Deroulede shuddered when first he beheld the scene, shuddered at the very thought of finding Juliette amongst these careless, laughing, thoughtless mimes.
His own, his beautiful Juliette, with her proud face and majestic, queen-like gestures; it was a relief not to see her there.
“Juliette Marny? Inconnue,” was the final word he heard about her.
No one told him that by Deputy Merlin’s strictest orders she had been labelled “dangerous”, and placed in a remote wing of the Luxembourg Palace, together with a few, who, like herself, were allowed to see no one, communicate with no one.

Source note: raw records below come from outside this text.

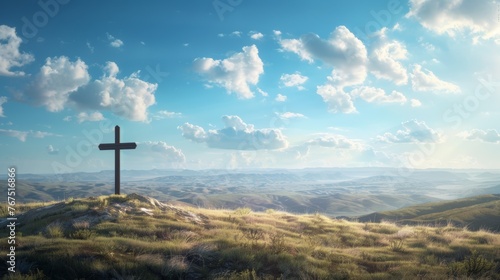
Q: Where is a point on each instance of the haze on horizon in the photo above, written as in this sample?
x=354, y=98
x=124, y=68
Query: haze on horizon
x=250, y=84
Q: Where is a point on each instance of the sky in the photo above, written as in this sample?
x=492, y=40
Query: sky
x=240, y=84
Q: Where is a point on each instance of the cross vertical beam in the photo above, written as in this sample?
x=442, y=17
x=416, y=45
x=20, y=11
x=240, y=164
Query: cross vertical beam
x=117, y=146
x=117, y=160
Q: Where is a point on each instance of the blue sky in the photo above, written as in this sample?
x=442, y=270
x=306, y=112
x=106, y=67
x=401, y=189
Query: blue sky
x=249, y=84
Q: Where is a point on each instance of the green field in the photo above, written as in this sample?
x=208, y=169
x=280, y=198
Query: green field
x=480, y=212
x=136, y=237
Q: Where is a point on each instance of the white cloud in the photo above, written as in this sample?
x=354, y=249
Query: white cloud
x=280, y=98
x=3, y=100
x=10, y=56
x=342, y=50
x=21, y=135
x=235, y=73
x=41, y=134
x=114, y=42
x=51, y=150
x=164, y=114
x=413, y=131
x=290, y=115
x=478, y=18
x=385, y=60
x=490, y=135
x=415, y=103
x=256, y=35
x=91, y=48
x=263, y=93
x=425, y=80
x=57, y=79
x=93, y=117
x=167, y=152
x=293, y=80
x=337, y=100
x=334, y=141
x=377, y=95
x=129, y=97
x=236, y=135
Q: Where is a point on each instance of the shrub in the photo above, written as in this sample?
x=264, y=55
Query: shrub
x=474, y=266
x=477, y=265
x=397, y=245
x=54, y=231
x=242, y=211
x=277, y=243
x=83, y=234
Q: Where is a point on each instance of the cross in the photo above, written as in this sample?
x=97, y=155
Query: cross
x=117, y=146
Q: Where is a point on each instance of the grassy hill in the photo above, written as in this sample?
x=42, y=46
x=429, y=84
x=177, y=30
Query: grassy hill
x=137, y=237
x=479, y=212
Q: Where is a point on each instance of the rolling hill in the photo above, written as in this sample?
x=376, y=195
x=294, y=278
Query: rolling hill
x=479, y=212
x=138, y=237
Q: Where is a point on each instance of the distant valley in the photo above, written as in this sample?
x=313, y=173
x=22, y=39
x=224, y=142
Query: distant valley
x=332, y=191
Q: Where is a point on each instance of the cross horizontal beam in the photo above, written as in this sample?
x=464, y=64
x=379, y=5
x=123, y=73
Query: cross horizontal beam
x=119, y=146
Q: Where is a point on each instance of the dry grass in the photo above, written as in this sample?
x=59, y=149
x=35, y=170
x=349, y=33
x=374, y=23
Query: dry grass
x=241, y=244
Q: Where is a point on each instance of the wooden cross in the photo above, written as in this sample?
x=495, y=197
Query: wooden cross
x=117, y=146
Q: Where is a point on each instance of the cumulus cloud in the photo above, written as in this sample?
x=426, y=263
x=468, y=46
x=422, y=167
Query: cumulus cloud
x=164, y=114
x=334, y=141
x=236, y=135
x=22, y=135
x=293, y=80
x=256, y=35
x=51, y=150
x=167, y=152
x=62, y=83
x=490, y=135
x=454, y=17
x=290, y=115
x=57, y=79
x=337, y=100
x=413, y=131
x=129, y=97
x=342, y=50
x=378, y=95
x=92, y=117
x=263, y=93
x=3, y=99
x=385, y=60
x=415, y=103
x=10, y=56
x=236, y=73
x=114, y=42
x=425, y=80
x=280, y=98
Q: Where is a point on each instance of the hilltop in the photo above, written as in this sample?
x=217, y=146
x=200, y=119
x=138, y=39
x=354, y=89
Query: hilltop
x=479, y=212
x=138, y=237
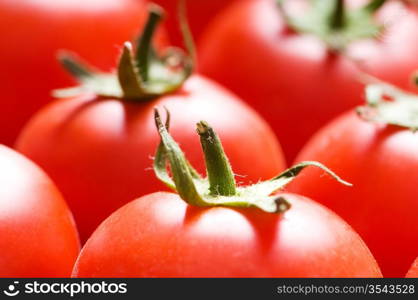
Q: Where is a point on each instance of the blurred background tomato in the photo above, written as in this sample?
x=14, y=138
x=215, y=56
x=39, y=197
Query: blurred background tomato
x=33, y=31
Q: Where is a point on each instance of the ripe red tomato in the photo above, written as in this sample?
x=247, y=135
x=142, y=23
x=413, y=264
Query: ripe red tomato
x=38, y=234
x=33, y=31
x=379, y=160
x=294, y=80
x=199, y=14
x=413, y=271
x=159, y=235
x=99, y=151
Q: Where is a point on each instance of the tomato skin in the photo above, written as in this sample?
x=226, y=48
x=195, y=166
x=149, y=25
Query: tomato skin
x=381, y=206
x=38, y=234
x=159, y=235
x=292, y=80
x=413, y=271
x=33, y=32
x=199, y=14
x=99, y=151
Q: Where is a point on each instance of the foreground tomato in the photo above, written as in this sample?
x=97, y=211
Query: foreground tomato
x=296, y=81
x=413, y=271
x=98, y=149
x=199, y=15
x=33, y=31
x=212, y=228
x=38, y=234
x=381, y=162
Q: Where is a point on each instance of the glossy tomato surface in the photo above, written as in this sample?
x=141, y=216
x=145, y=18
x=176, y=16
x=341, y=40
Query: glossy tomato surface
x=413, y=272
x=159, y=235
x=37, y=230
x=199, y=15
x=99, y=151
x=33, y=31
x=292, y=79
x=380, y=161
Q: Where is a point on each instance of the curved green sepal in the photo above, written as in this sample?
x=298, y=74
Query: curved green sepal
x=337, y=26
x=390, y=105
x=128, y=77
x=140, y=77
x=219, y=171
x=89, y=79
x=199, y=191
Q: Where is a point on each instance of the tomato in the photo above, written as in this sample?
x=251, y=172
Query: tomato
x=159, y=235
x=38, y=234
x=98, y=145
x=99, y=151
x=33, y=32
x=199, y=14
x=413, y=271
x=211, y=226
x=294, y=80
x=380, y=161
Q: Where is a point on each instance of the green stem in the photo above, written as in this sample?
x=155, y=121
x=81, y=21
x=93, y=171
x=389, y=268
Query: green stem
x=337, y=18
x=144, y=47
x=373, y=5
x=182, y=176
x=128, y=75
x=219, y=172
x=73, y=66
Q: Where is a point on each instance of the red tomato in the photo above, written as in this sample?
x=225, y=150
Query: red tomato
x=99, y=151
x=380, y=161
x=38, y=234
x=33, y=31
x=413, y=271
x=199, y=14
x=293, y=79
x=159, y=235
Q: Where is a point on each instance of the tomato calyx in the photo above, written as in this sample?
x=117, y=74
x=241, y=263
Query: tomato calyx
x=334, y=24
x=219, y=188
x=388, y=104
x=142, y=74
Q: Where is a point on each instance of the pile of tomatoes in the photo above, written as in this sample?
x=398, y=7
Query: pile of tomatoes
x=78, y=194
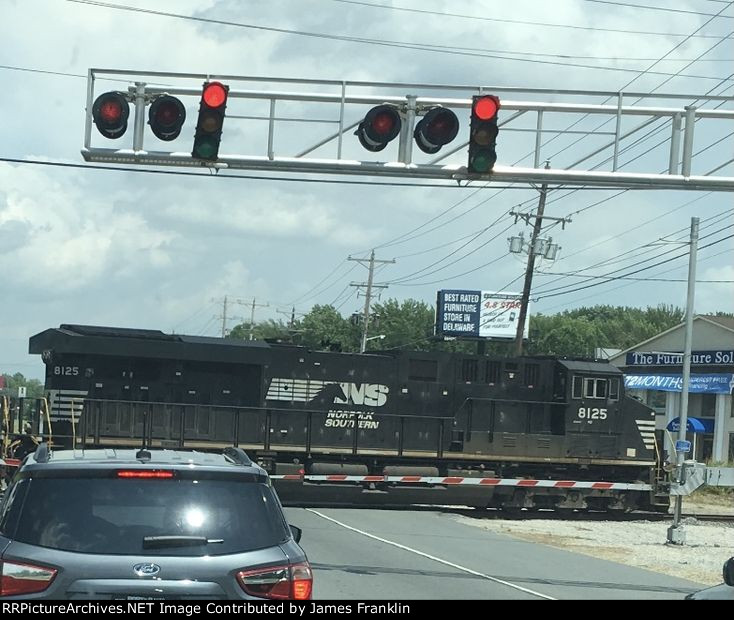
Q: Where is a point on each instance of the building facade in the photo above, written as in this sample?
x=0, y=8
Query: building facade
x=653, y=372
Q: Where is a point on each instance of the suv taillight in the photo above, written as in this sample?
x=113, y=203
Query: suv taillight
x=17, y=578
x=293, y=582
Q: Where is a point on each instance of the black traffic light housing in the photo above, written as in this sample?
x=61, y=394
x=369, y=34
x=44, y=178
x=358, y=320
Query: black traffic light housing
x=483, y=133
x=110, y=113
x=209, y=124
x=380, y=126
x=439, y=126
x=166, y=117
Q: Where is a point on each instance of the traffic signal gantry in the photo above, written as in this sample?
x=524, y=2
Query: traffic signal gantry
x=448, y=133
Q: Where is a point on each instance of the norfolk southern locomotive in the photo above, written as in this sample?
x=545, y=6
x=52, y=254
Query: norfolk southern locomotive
x=385, y=427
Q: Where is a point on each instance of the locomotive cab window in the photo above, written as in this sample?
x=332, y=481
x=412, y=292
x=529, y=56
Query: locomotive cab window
x=595, y=388
x=423, y=370
x=614, y=389
x=578, y=383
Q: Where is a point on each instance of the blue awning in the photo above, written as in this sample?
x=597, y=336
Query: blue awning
x=693, y=425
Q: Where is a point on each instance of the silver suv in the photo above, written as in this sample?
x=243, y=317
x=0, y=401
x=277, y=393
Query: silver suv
x=147, y=524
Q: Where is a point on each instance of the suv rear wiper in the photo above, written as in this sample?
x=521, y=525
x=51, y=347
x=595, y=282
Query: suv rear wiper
x=158, y=542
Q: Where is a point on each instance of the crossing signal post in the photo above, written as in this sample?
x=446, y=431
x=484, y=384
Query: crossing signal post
x=110, y=113
x=209, y=124
x=483, y=133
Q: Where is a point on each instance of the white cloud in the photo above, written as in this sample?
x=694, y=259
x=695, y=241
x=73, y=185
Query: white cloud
x=153, y=250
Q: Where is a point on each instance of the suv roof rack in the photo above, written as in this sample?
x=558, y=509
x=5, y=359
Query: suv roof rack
x=238, y=455
x=42, y=453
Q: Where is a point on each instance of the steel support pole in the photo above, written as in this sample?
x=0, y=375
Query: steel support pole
x=139, y=128
x=676, y=535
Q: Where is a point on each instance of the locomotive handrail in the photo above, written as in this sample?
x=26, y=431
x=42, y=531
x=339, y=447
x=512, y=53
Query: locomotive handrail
x=255, y=408
x=94, y=407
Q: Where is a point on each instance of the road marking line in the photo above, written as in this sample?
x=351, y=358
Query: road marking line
x=431, y=557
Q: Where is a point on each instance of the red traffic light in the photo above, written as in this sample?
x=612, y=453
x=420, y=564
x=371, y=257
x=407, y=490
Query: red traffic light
x=438, y=127
x=483, y=134
x=209, y=124
x=485, y=108
x=380, y=126
x=110, y=113
x=166, y=117
x=215, y=94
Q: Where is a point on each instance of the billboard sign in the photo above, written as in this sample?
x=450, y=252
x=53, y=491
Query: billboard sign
x=478, y=314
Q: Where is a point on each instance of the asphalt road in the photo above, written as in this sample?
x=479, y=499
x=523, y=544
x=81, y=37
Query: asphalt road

Then when the couvre-feu had sounded, when all public places were closed, when the night watchman had begun his rounds, Deroulede knew that his quest for that night must remain fruitless.
But he could not rest. In and out the tortuous streets of Paris he roamed during the better part of that night. He was now only awaiting the dawn to publicly demand the right to stand beside Juliette.
A hopeless misery was in his heart, a longing for a cessation of life; only one thing kept his brain active, his mind clear: the hope of saving Juliette.
The dawn was breaking in the far east when, wandering along the banks of the river, he suddenly felt a touch on his arm.
“Come to my hovel,” said a pleasant, lazy voice close to his ear, whilst a kindly hand seemed to drag him away from the contemplation of the dark, silent river. “And a demmed, beastly place it is too, but at least we can talk quietly there.”
Deroulede, roused from his meditation, looked up, to see his friend, Sir Percy Blakeney, standing close beside him. Tall, debonnair, well-dressed, he seemed by his very presence to dissipate the morbid atmosphere which was beginning to weigh upon Deroulede’s active mind.
Deroulede followed him readily enough through, the intricate mazes of old Paris, and down the Rue des Arts, until Sir Percy stopped outside a small hostelry, the door of which stood wide open.
“Mine host has nothing to lose from footpads and thieves,” explained the Englishman as he guided his friend through the narrow doorway, then up a flight of rickety stairs, to a small room on the floor above. “He leaves all doors open for anyone to walk in, but, la! the interior of the house looks so uninviting that no one is tempted to enter.”
“I wonder you care to stay here,” remarked Deroulede, with a momentary smile, as he contrasted in his mind the fastidious appearance of his friend with the dinginess and dirt of these surroundings.
Sir Percy deposited his large person in the capacious depths of a creaky chair, stretched his long limbs out before him, and said quietly:
“I am only staying in this demmed hole until the moment when I can drag you out of this murderous city.”
Deroulede shook his head.
“You’d best go back to England, then,” he said, “for I’ll never leave Paris now.”